Having gone on at such length, I will skate swiftly over the debate on Paul’s acceptance of Stoic notions of “natural law.” The Catholic line has been that Paul was enunciating law(s) that should be inferred even without access to the Gospels. Protestants have rejected this. (Having been raised in an evangelical Protestant denomination, I was probably predisposed to accept Karl Barth’s rejection of the “natural law” interpretation of Romans 1.)
I will not get into how antisexual the unmarried Apostle Paul was. No one seems to read “It is good for a man not to touch a woman” (1 Corinthians 7:1) as a condemnation of heterosexuality. (Yes, I am well aware that what follows is that it is better to marry than to fornicate, as I am also aware that this rationale for marriage is not based on procreation.) Nor will I expound on the subordination of women to passivity (being “used”) in circum-Mediterranean culture.
I will conclude (at long last!) with another point adopted from Boswell in interpreting the last half of Romans 1. In that the whole list of consequences there follow from miscognition of God, Boswell contended that it does not include gay and lesbian Christians (at least as long as they don’t fall into idolatry). The First Epistle to the Corinthians 6:12 (the “me” in “All things are lawful for me, but I will not be brought under the power of any” being taken to mean any believer in Christ) as another instance in which faith in Jesus Christ is all that matters and another of Paul’s releases of believers in Christ from the Old Testament regulations. I am not arguing this here, only mentioning that some read 1 Cor. 6:12 that way.
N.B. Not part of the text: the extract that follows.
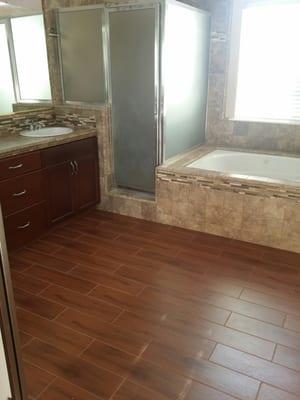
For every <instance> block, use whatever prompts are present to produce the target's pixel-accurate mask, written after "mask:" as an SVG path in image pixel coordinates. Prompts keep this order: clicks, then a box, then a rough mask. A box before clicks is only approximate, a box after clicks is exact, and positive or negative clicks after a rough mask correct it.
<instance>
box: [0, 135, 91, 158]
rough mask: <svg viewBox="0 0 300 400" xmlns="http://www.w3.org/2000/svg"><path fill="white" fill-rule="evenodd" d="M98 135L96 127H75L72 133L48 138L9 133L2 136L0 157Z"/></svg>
mask: <svg viewBox="0 0 300 400" xmlns="http://www.w3.org/2000/svg"><path fill="white" fill-rule="evenodd" d="M96 136H97V131H96V129H95V128H80V129H78V128H75V129H74V131H73V132H72V133H69V134H66V135H61V136H52V137H47V138H29V137H24V136H20V135H18V134H8V135H5V136H1V137H0V159H2V158H6V157H12V156H16V155H19V154H22V153H29V152H31V151H36V150H41V149H46V148H48V147H53V146H58V145H60V144H65V143H70V142H75V141H77V140H81V139H86V138H89V137H96Z"/></svg>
Whether or not one accepts this line of argument (or others above about “nature”), it seems to me clear that Jesus did not condemn homosexuality. Neither Jesus nor Paul condoned it either—and to accuse me of arguing that either of them did is malicious misreading (or prejudiced nonreading!). My thesis, which I think is very sound, is that judging the sexual conduct and relationships of others is reserved by both Jesus and Paul to God’s judgment. Their followers are repeatedly warned against putting themselves in God’s place judging others (with Paul being particularly vehement at the start of Romans 2; the prototype being Matthew 7:1–5; also see Luke 8:47–50).
References Used
Throughout, I have used the King James Version of Romans. More recent translations do not appreciably unsnarl the syntactic complexity of the Greek text. Plus this is the version that self-styled “literalists” seem to believe is the original
text that Paul (or God) wrote.
(The most extensive discussion of Romans 1:26 is in Brooten, as is an extended consideration of Paul and “natural law”; for making sense of the overall structure of the Epistle to the Romans, I recommend Barth… and on the varieties of
female and male homosexualities I, of course, recommend my own 2000 book, Homosexualities.)
Barth, Karl. A Shorter Commentary on Romans. Richmond, VA: John Knox Press, 1959.
Boswell, John. Christianity, Social Tolerance, and Homosexuality. Chicago: University of Chicago Press, 1980.
Brooten, Bernadette J. 1996. Love between Women. Chicago: University of Chicago Press, 1996.
Cranfield, C. E. B. Romans. Grand Rapids, MI: William B. Eerdmans, 1985.
Dynes, Wayne R. Review of Brooten. Journal of Homosexuality 36,2 (1998):114–20.
Käsemann, Ernst. Commentary on Romans. Grand Rapids, MI: William B. Eerdmans, 1980.
Murray, Stephen O. Homosexualities. Chicago: University of Chicago Press, 2000.
P.S. Arguments from “nature” derive from Greek rather than Hebrew conceptions, and what Paul meant by “nature” is less important than that his employment of the term was in a description of consequences, not in any suggestions for promulgating laws (even laws for a Christian regime).